Like Our Little Sister, there is a strong family dynamic in After the Storm, but a more shattered one. Ryota, a private detective who used to be a novelist, is living in different broken relationships with his family members, including his ex-wife, his mother and his sister. Because of his gambling hobby inherited from his father, he is always short of money but never stops gambling. The only relationship that Ryota doesn’t mess up is with his son, Shingo.

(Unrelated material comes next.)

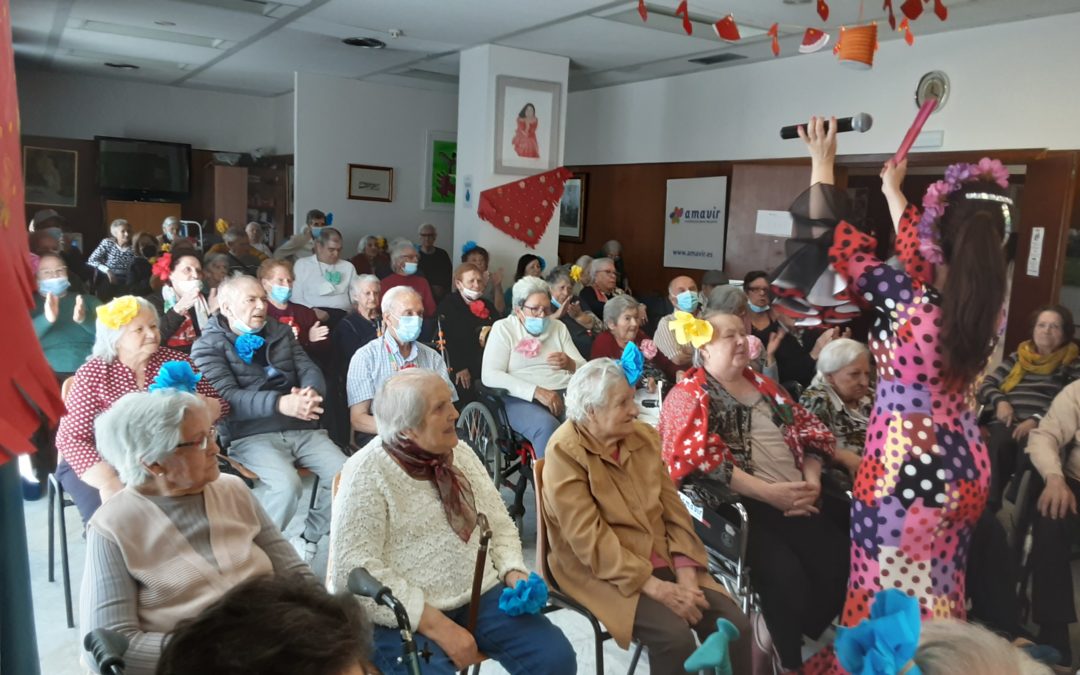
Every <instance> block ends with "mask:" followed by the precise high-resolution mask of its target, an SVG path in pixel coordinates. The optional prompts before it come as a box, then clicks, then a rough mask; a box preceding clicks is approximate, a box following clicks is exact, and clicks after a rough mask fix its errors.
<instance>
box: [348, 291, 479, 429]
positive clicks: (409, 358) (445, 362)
mask: <svg viewBox="0 0 1080 675" xmlns="http://www.w3.org/2000/svg"><path fill="white" fill-rule="evenodd" d="M422 322H423V302H422V301H421V300H420V294H418V293H417V292H416V291H414V289H413V288H409V287H407V286H397V287H396V288H391V289H390V291H387V292H386V293H384V294H383V295H382V326H383V330H382V333H383V334H382V337H381V338H380V339H377V340H372V341H370V342H368V343H367V345H365V346H364V347H362V348H360V349H359V350H356V353H355V354H353V355H352V361H351V362H349V376H348V381H347V387H346V389H347V393H348V399H349V419H350V421H351V422H352V429H353V431H356V432H359V433H361V434H366V438H364V441H365V442H366V441H368V440H370V438H372V437H373V436H374V435H375V434H377V433H378V432H379V430H378V428H377V427H376V424H375V416H374V415H373V414H372V400H373V399H375V392H376V391H378V389H379V387H381V386H382V382H384V381H386V380H388V379H390V377H391V376H392V375H393V374H394V373H397V372H399V370H406V369H409V368H423V369H426V370H432V372H433V373H437V374H438V375H440V376H441V377H442V378H443V379H444V380H446V383H447V384H449V386H450V389H454V384H453V383H451V382H450V376H449V374H448V373H447V370H446V362H445V361H443V355H442V354H440V353H438V352H436V351H435V350H433V349H431V348H430V347H427V346H424V345H420V343H419V342H417V341H416V340H417V338H419V337H420V326H421V324H422ZM454 400H455V401H457V400H458V394H457V390H455V391H454Z"/></svg>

The first half of the film vividly depicts a loser’s life from Ryota’s work, family and social relations. Clearly, he is nobody’s role model. But then the typhoon comes, which forces all the main characters to stay at grandma Yoshiko’s home. Luckily, Ryota gets this special chance to spend a night with his ex-wife, his son and his mother together. This is the turning point where everyone imperceptibly discloses their most honest selves through plain yet truthful small conversation. “You can’t find happiness until you’ve let go of something,” Yoshiko says to Ryota on the night of the typhoon. Some people keep chasing whatever it is they’ve lost or keep dreaming what is beyond their reach. To Ryota, these are his muses in writing and his marriage that is already over. How can we enjoy real life if we don’t focus on the present? In the end, when the typhoon finally passes, the world still seems the same, like always. Despite of this family night, it doesn’t change the fact that each of them needs to move on, in their own way.
We are so insignificant in the universe: As human beings, we all face various mundane difficulties, trying hard to avoid struggling and suffering. Hirokazu perfectly knows this truth, yet chooses to guide his viewers’ eyes to the tenderness and warmth hidden in those trivial matters of our daily lives.
“But you know, it doesn’t matter whether I’ve become what I wanted. What matters is to live your life trying to become what you want to be.” Maybe Ryota is right.